Hi guys,
I am trying to write a Python 3 code (using lxml module) to extract some specific data from a webpage.
A sample of the HTML data presented in the webpage is as below.
______________________________________________________________
<tr>
<td><span class="number blue">xx</span></td>
<td>001</td>
<td>002</td>
</tr>
______________________________________________________________
My code:
from lxml import html
import requests
page = requests.get("http://some_website.aspx")
tree = html.fromstring(page.content)
var_1 = tree.xpath('//span[@class="number blue"]/text()')
print(var_1)
______________________________________________________________
I am able to extract the first data (i.e. xx) and store into "var_1". However, I would also need to extract the data that are within the <td> tags of the class "number blue", and store it.
Appreciate it if someone can help to advise on this problem. Thank you.
Sorry mate. I didn’t notice that python code tags feature as I was using an iPhone to post this question (so the screen is quite small).
I will take note of your advice but right now, can anyone please advise me on how to solve this issue?
Remove
text()
from Xpath,can use
.text
from lxml.
Now can also take out
.attrib
from CSS class.
from lxml import etree
# Simulate a web page
html = '''\
<html>
<head>
<title>foo</title>
</head>
<body>
<tr>
<td><span class="number blue">xx</span></td>
<td>001</td>
<td>002</td>
</tr>>
</body>
</html>'''
tree = etree.fromstring(html)
span_tag = tree.xpath("//span[@class='number blue']")
print(span_tag[0].text)
print(span_tag[0].attrib.get('class'))
Output:
xx
number blue
That link you posted @nilmao is for not using regex with XML/HTML.
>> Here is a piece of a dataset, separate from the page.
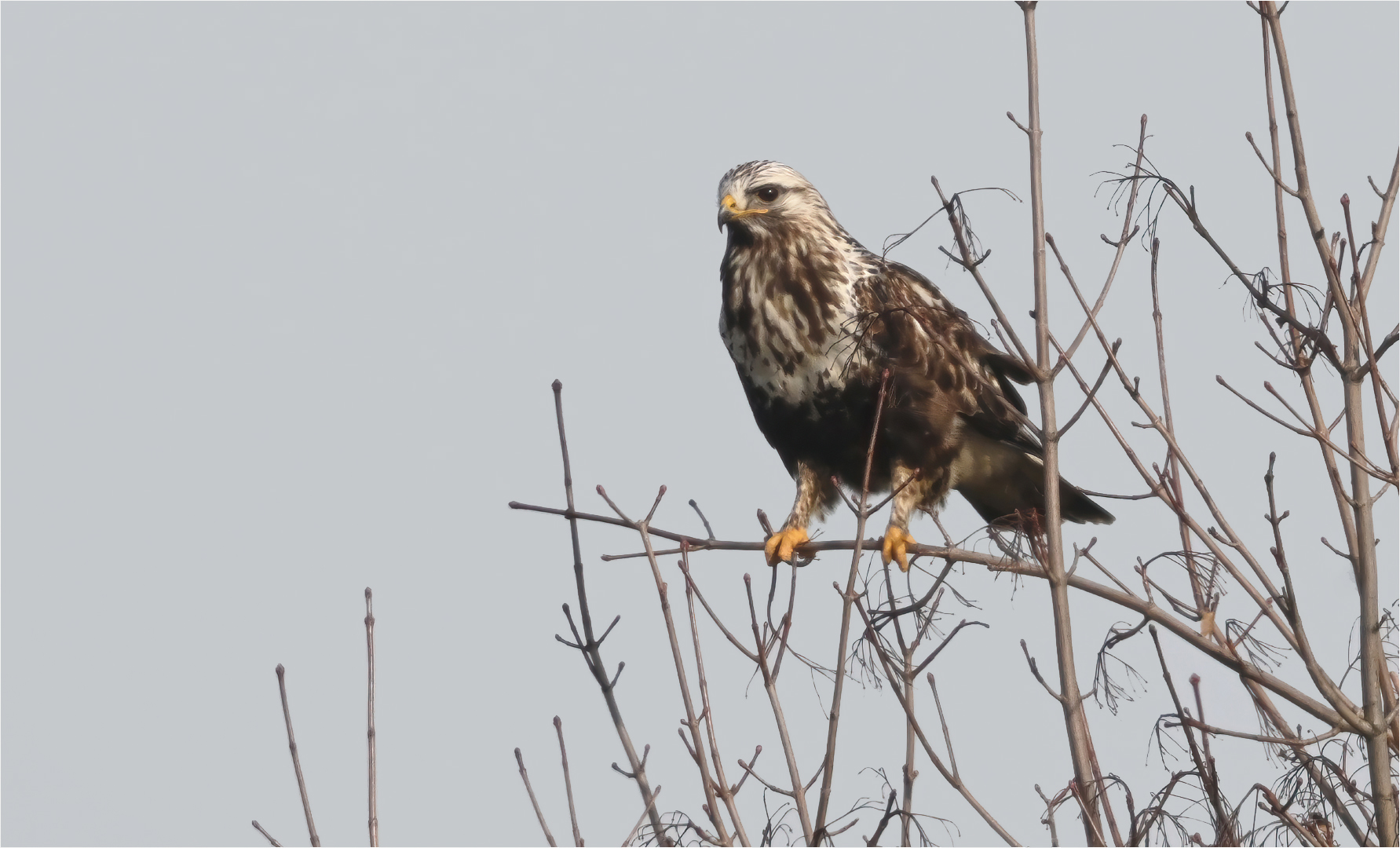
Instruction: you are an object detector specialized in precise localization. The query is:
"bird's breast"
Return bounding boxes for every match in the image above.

lxml is an XML and HTML parser.
lxml Wrote:lxml is the most feature-rich and easy-to-use library for processing XML and HTML in the Python language.
(Aug-23-2018, 08:01 PM)snippsat Wrote: [ -> ]That link you posted @nilmao is for not using regex with XML/HTML.
lxml is an XML and HTML parser.
lxml Wrote:lxml is the most feature-rich and easy-to-use library for processing XML and HTML in the Python language.
I’m a little confuse here and can I use lxml module to parse HTML data and extract the specific data within the HTML td tag.
Can you guys please provide me a code snippet of how to achieve that, so that it will help me to understand better, and also, I’m really a noob who just started to learn Python.
Thank you.
(Aug-23-2018, 11:47 PM)Takeshio Wrote: [ -> ]I’m a little confuse here and can I use lxml module to parse HTML data and extract the specific data within the HTML td tag.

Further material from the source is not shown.